The maker of Eskimo Pies has officially changed the name of the nearly 100-year-old sweet treat.
Dreyer’s, the parent company of the ice cream maker, announced the product will now be called Edy’s Pies.
“The name Edy’s Pie was chosen in honor of one of our company’s founders, candy maker Joseph Edy, as well as a form of tribute to the entrepreneurial origins of this treat,” Elizabell Marquez, head of marketing for Dreyer’s, said in a statement this week.
The name change comes a few months after many companies promised to reexamine names and logos of popular products linked to figures some said were racially insensitive, including Uncle Ben’s Rice and Aunt Jemima’s pancake mix and syrup.

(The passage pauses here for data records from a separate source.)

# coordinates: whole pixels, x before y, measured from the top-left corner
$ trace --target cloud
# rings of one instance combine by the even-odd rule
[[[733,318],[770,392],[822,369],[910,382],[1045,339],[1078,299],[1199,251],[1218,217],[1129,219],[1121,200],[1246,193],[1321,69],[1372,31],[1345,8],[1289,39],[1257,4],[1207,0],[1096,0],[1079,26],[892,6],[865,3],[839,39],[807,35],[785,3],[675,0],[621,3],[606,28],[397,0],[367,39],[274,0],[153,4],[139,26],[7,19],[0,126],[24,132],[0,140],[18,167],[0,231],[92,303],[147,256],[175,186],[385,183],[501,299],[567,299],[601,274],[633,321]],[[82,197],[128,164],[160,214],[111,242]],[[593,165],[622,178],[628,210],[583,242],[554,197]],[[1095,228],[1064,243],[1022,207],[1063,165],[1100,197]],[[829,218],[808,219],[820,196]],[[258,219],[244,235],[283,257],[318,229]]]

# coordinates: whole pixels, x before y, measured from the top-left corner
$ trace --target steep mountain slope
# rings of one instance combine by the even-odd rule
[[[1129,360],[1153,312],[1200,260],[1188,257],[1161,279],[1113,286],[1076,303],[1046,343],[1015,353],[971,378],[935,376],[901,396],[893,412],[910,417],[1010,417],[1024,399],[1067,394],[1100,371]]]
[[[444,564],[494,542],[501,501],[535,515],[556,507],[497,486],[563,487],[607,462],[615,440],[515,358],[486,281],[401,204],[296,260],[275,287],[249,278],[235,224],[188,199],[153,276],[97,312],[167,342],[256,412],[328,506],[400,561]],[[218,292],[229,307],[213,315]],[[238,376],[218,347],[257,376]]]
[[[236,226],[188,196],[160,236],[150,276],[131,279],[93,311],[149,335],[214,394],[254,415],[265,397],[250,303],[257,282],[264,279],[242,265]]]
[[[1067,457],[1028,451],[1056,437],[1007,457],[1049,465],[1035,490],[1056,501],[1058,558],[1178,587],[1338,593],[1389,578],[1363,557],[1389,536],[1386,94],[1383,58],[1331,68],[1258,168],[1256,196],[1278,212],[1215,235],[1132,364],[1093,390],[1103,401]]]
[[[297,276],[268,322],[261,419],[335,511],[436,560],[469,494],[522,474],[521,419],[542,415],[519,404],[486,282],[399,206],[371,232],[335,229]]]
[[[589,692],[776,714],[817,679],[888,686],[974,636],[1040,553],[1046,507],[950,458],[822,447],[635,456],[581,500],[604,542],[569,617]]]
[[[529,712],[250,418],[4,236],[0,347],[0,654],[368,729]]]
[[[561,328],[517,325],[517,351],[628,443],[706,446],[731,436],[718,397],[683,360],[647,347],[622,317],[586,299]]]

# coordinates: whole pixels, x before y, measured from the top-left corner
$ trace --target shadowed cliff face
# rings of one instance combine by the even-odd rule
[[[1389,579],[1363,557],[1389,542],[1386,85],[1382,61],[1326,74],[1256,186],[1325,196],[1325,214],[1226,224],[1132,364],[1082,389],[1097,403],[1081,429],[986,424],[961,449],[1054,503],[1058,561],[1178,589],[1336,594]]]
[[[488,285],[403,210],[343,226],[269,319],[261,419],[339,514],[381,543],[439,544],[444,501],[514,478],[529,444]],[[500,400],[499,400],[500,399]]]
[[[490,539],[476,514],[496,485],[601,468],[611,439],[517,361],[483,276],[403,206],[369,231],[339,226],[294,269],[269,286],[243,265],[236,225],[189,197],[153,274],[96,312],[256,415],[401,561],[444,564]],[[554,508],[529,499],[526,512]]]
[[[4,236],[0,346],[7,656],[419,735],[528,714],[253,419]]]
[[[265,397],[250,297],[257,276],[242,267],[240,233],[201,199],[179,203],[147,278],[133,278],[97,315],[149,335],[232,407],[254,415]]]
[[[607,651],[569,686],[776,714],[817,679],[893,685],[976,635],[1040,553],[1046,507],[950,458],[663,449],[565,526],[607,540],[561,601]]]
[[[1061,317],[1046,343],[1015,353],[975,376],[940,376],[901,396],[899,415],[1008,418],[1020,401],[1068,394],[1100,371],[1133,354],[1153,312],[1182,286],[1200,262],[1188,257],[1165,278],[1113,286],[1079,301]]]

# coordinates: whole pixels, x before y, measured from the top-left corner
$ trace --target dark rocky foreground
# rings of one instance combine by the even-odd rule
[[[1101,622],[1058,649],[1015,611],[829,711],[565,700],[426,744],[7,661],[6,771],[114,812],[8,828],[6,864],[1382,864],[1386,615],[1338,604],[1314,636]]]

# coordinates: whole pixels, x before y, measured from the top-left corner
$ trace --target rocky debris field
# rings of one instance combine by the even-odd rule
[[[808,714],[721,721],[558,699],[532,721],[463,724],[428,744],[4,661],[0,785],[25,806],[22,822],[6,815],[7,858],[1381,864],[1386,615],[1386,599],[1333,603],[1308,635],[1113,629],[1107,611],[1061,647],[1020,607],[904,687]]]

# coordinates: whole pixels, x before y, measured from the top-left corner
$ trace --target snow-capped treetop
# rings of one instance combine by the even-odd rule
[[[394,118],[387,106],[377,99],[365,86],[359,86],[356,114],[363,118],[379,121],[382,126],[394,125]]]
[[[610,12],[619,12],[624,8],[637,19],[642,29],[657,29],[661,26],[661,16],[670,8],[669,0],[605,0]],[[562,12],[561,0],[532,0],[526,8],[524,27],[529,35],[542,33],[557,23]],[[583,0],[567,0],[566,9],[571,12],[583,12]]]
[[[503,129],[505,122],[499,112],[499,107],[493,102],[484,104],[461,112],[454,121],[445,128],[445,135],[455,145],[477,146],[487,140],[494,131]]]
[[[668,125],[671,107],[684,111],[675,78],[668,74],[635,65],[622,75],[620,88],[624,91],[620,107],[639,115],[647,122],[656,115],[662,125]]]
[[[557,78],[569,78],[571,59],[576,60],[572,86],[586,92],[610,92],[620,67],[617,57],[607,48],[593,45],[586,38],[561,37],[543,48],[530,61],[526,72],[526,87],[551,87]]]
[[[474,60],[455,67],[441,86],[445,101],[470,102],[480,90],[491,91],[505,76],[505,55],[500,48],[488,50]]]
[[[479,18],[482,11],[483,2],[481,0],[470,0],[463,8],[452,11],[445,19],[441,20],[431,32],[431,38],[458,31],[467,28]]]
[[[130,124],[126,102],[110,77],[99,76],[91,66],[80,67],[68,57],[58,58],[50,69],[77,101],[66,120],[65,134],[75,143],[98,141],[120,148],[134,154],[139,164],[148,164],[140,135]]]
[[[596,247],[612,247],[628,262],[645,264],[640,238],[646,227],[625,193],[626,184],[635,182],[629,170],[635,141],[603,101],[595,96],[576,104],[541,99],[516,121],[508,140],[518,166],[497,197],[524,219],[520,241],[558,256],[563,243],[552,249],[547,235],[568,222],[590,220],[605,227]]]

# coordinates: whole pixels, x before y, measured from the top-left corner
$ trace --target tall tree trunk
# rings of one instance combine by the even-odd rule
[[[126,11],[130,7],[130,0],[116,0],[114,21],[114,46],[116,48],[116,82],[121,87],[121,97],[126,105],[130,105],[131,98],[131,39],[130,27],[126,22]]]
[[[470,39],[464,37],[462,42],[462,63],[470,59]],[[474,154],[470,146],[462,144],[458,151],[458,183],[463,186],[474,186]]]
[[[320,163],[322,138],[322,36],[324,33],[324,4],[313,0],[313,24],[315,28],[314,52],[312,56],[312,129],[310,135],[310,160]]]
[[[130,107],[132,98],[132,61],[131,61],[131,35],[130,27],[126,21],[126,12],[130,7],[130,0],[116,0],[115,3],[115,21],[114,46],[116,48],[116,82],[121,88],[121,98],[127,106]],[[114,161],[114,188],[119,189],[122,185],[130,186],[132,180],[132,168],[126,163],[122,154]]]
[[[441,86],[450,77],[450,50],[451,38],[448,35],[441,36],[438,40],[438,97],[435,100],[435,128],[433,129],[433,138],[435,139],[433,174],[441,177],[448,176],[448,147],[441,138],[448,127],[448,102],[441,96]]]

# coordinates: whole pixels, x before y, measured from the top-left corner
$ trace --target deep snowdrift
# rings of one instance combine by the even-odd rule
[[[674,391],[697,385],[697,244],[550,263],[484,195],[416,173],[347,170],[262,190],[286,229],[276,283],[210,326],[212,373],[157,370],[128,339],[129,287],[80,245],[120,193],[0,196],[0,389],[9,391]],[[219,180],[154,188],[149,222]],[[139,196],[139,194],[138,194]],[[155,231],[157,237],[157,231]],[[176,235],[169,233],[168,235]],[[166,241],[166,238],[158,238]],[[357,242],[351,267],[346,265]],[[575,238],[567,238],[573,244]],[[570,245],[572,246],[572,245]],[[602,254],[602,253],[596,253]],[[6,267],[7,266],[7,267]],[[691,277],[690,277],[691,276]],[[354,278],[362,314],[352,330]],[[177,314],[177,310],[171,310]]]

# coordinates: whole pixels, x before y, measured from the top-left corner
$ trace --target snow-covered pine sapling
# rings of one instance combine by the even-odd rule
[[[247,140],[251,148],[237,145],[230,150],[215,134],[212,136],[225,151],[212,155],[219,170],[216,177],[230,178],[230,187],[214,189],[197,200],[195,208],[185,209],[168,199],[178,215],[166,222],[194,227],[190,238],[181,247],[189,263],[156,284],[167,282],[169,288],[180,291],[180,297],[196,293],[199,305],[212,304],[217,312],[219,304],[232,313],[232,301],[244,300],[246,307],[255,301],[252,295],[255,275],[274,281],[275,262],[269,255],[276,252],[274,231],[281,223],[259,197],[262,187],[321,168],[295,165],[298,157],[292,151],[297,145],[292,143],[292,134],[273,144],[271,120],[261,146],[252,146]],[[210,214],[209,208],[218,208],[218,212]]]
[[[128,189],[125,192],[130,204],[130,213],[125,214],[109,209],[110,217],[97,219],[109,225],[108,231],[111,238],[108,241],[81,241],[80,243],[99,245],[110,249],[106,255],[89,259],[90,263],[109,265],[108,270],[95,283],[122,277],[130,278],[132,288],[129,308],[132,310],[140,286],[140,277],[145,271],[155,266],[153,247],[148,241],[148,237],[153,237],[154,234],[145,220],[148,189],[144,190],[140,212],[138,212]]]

“We are committed to being a part of the solution on racial equality, and recognize the term is derogatory,” Marquez said in a June statement. “This move is part of a larger review to ensure our company and brands reflect our people values.”
The newly named product will hit shelves in early 2021. For now, production of the ice cream bars has paused.
The term “Eskimo” is considered offensive by some groups, in part because the word refers collectively to multiple distinct groups of native people, including the Yupik, Aleuts and Inuit peoples of the Arctic regions of northern Canada, Alaska, Greenland and Siberia.
“This name is considered derogatory ... because it was given by non-Inuit people,” the Alaska Native Language Center at the University of Alaska explains.
Nestle-owned Dreyer’s will discontinue the use of the Eskimo character on packaging.